Library

Chapter 26

"You again?"

The Bonecutter looked neither surprised nor irritated at our sudden appearance in the doorway of the pub. Her eyes moved over us in quick appraisal before settling on Emrys's pallid form. Neve and I struggled under his weight, lowering him to the floor as soon as it was safe to do so. I turned around and locked the door behind us.

In the late-afternoon hour, only three figures sat at the bar: Bran, endlessly polishing the pint glasses; the Bonecutter, making notes in her massive ledger; and Caitriona, glumly swirling a spoon through porridge.

At the sight of us, soot-stained and reeking of smoke, her spoon clattered against the counter as she leapt from her stool. "What happened?"

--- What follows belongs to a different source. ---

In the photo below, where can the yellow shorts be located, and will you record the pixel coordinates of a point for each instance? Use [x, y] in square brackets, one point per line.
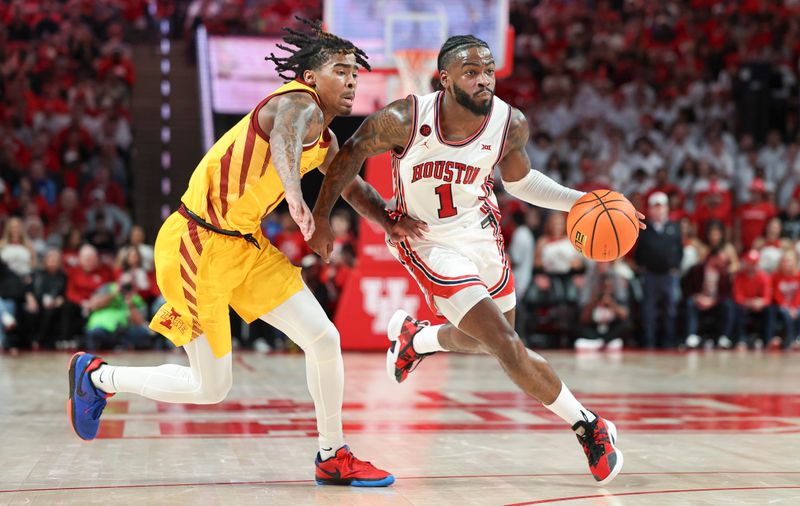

Neve stared at her a moment longer than I think she meant to, as if seeing her again for the first time.

"Well," I began weakly. "What didn't happen?"

The Bonecutter's brows rose.

"Sorry for dropping in again uninvited," I said hoarsely, my throat still feeling singed from the heat. "We'd hate to deprive you of our peerless company for too long."

"Like a balm to the weary soul," Neve added. "A cold glass of water on a hot day. "

"Or finding a rat after weeks of starvation," Caitriona offered. She glanced toward Neve expectantly. The sorceress only grimaced.

"We probably could have stopped at the glass of water," I told Caitriona, "but you're not wrong."

The Bonecutter gave a wave of her small, delicate hand. "I know what happened at Rivenoak, including that you've released a hungry primordial creature back into the world." I couldn't tell if the Bonecutter was delighted or disturbed by this. "And that your kitten turned out to be a pooka after all. I told you to get rid of that thing, didn't I?"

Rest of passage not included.